Delineation of myocardial oxygen utilization with carbon-11-labeled acetate.

Although positron-emission tomography (PET) with labeled fatty acid delineates infarct size and permits qualitative assessment of fatty acid utilization, quantification of oxidative metabolism is limited by complex alterations in the pattern of utilization of fatty acid during ischemia and reperfusion. Because metabolism of acetate by myocardium is less complex than that of glucose or palmitate, we characterized kinetics of utilization of radiolabeled acetate in 37 isolated rabbit hearts perfused with modified Krebs-Henseleit buffer and performed a pilot tomographic study in man.
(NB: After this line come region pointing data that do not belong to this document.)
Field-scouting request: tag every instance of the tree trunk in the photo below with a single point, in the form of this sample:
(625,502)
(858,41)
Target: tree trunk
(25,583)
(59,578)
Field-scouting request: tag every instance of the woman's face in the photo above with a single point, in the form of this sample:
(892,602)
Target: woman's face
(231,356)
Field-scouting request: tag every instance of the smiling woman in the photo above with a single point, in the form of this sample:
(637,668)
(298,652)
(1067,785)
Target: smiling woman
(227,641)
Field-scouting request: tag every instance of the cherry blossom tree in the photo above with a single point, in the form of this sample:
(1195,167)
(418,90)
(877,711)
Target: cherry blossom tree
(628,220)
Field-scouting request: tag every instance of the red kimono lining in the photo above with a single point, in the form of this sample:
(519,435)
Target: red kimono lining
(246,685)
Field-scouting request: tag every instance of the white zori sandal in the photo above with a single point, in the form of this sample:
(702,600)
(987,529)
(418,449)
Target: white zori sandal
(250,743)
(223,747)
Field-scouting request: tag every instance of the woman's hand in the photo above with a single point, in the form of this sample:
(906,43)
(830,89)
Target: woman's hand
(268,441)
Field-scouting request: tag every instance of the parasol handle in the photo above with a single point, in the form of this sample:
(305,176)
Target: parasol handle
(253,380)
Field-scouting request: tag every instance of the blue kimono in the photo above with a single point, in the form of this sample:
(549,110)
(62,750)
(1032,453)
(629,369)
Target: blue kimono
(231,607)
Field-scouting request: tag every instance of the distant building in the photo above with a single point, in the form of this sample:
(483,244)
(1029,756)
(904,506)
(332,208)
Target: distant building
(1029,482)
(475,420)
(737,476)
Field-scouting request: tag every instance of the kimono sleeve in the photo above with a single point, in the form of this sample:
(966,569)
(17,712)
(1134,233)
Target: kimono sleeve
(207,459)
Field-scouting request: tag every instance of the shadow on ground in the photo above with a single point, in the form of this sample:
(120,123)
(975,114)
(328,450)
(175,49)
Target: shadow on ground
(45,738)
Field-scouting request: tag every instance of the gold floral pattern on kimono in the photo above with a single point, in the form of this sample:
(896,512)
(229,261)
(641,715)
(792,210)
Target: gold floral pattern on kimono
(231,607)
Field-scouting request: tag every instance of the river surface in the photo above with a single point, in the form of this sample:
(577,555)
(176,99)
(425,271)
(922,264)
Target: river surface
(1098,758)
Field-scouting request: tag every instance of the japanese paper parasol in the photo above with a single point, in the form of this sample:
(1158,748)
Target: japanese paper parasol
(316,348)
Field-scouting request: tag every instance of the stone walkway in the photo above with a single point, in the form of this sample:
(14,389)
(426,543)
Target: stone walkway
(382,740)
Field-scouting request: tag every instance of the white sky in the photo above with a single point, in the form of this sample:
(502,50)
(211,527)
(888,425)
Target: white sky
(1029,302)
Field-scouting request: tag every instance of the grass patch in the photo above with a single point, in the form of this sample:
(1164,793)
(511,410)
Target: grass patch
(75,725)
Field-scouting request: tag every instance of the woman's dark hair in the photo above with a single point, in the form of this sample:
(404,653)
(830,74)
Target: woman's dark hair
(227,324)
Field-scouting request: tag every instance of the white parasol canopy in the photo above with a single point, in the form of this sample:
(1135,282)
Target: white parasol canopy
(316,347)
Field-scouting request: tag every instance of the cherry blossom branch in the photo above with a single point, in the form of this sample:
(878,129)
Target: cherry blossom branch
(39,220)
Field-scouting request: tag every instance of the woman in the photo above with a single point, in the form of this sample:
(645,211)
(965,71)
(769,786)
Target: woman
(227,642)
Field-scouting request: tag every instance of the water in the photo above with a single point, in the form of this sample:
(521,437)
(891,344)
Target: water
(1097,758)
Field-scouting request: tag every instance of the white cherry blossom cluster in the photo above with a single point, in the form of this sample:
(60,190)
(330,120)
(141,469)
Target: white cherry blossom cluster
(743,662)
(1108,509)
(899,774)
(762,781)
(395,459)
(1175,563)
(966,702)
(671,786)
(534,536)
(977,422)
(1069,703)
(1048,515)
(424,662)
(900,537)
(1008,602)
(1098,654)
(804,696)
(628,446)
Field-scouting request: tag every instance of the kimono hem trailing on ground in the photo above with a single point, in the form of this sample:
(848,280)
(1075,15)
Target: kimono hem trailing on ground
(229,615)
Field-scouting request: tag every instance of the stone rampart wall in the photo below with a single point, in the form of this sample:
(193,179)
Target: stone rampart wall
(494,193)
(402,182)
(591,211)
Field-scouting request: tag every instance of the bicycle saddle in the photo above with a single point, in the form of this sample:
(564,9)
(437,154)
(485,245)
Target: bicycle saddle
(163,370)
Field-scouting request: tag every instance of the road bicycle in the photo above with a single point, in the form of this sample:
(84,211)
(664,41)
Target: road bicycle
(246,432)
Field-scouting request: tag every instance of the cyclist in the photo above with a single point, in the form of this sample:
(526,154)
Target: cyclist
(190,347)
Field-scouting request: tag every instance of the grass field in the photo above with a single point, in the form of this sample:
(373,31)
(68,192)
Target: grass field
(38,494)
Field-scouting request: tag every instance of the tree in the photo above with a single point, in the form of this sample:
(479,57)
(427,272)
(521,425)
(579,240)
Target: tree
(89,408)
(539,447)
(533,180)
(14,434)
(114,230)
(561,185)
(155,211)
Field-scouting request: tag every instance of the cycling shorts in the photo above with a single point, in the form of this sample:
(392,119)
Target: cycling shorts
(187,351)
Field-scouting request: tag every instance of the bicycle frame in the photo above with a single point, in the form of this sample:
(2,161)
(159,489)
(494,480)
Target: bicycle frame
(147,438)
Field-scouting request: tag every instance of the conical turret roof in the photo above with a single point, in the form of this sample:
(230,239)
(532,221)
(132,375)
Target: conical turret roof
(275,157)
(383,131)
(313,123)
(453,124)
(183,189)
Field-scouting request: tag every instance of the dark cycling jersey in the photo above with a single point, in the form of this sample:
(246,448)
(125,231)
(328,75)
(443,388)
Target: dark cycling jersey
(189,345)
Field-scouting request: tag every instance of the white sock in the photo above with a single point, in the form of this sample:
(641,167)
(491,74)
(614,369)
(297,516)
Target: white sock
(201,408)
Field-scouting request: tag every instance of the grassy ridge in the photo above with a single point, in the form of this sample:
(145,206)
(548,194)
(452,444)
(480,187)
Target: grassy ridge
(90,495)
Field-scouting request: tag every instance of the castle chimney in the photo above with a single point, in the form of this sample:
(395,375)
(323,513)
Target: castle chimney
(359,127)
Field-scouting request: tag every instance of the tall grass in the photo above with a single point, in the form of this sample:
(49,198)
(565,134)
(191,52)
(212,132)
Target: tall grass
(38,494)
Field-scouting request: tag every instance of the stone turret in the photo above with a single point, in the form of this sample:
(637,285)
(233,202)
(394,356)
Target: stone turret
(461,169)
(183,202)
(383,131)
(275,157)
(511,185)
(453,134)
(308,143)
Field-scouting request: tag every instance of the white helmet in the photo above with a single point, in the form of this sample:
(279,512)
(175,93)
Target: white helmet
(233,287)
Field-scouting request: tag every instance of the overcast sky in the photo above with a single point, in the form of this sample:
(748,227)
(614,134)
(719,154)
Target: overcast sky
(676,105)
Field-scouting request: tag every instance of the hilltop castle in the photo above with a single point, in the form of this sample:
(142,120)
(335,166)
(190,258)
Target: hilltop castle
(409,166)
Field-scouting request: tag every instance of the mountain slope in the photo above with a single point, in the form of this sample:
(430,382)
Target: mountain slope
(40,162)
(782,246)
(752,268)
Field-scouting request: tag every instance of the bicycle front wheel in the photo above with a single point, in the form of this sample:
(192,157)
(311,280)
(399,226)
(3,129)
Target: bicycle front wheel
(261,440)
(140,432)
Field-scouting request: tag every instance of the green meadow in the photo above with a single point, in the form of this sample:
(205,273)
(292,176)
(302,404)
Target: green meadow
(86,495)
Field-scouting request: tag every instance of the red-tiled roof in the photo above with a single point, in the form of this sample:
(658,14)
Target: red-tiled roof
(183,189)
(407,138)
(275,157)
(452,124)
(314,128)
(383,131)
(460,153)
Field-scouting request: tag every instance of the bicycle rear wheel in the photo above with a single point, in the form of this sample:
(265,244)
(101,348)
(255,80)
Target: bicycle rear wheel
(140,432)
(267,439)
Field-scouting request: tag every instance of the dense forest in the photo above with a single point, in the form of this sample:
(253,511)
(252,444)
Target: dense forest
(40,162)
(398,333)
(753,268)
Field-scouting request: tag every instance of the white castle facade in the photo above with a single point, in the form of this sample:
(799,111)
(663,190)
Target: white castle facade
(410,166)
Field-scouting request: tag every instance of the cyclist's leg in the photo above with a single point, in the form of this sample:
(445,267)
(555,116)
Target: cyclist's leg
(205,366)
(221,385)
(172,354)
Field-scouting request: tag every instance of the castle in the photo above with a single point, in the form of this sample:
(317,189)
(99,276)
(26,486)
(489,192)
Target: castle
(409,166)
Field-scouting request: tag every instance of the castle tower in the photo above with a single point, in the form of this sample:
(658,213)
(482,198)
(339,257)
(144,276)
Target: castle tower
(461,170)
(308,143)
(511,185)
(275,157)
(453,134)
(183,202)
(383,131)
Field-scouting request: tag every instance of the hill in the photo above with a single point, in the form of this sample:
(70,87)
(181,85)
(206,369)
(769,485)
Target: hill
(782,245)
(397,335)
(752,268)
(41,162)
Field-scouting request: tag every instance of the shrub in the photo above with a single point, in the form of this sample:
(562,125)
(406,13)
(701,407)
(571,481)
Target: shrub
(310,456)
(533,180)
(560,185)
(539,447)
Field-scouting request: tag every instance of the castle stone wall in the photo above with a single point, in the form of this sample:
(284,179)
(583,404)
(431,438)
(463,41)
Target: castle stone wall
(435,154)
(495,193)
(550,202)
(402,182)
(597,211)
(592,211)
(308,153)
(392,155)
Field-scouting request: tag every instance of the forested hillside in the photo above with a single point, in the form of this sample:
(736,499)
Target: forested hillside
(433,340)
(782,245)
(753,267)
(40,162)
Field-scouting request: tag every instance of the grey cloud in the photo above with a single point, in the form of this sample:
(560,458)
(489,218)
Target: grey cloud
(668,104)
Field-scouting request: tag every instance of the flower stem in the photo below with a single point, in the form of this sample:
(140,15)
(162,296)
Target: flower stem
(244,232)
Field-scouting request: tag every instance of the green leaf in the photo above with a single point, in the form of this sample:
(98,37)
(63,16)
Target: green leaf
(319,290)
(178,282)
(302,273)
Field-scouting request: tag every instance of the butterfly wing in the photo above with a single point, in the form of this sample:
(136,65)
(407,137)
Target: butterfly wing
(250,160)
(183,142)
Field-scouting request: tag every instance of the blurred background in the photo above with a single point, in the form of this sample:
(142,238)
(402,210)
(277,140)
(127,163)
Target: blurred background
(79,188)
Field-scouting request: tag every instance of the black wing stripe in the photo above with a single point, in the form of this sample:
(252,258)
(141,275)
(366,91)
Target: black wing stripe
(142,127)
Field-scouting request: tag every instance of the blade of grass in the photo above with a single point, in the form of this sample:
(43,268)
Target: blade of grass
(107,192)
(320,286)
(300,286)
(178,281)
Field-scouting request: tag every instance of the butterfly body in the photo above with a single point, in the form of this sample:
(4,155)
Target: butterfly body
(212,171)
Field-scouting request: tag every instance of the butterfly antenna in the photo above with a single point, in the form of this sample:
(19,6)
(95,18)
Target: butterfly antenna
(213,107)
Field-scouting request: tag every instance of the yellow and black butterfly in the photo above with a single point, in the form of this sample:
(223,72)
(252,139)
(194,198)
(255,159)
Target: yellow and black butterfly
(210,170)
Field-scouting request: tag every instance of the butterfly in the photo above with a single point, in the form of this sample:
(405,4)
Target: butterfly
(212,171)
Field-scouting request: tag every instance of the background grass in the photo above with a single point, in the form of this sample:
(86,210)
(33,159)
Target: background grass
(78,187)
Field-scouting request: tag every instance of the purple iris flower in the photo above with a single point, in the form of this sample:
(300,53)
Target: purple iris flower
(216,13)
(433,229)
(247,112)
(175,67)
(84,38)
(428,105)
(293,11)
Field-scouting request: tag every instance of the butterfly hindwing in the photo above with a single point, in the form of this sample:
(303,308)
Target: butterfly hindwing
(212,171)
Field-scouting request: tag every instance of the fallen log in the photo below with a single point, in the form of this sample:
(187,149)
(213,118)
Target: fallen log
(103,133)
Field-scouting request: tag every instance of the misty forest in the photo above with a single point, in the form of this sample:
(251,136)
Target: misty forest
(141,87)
Results of initial experiments with carbon-14-labeled acetate (14C-acetate) indicated that the steady-state extraction fraction of acetate averaged 61.5 +/- 4.0% in control hearts (n = 4), 93.6 +/- 0.9% in hearts rendered ischemic (n = 4), and 54.8 +/- 4.0% in hearts reperfused after 60 min of ischemia (n = 3). Oxidation of 14C-acetate, assessed from the rate of efflux of 14CO2 in the venous effluent, correlated closely with the rate of oxygen consumption under diverse metabolic conditions (r = .97, p less than .001). In addition, no significant differences were observed between rates of efflux of total 14C in all chemical species (reflecting total clearance of tracer from myocardium) and efflux of 14CO2. Clearance of 11C-acetate, measured externally with gamma probes in normal and ischemic myocardium, correlated closely with clearance of 14C-acetate measured directly in the effluent (r = .99, p less than .001) and with overall myocardial oxygen consumption (r = .95, p less than .001). Accumulation and clearance of 11C-acetate from human myocardium with PET demonstrated kinetics comparable to those seen with radiolabeled acetate in vitro. Thus externally detectable clearance of 11C-acetate provides a quantitative index of myocardial oxidative metabolism despite variation in the patterns of intermediary metabolism that confounds interpretation of results with conventionally used tracers such as glucose and fatty acid.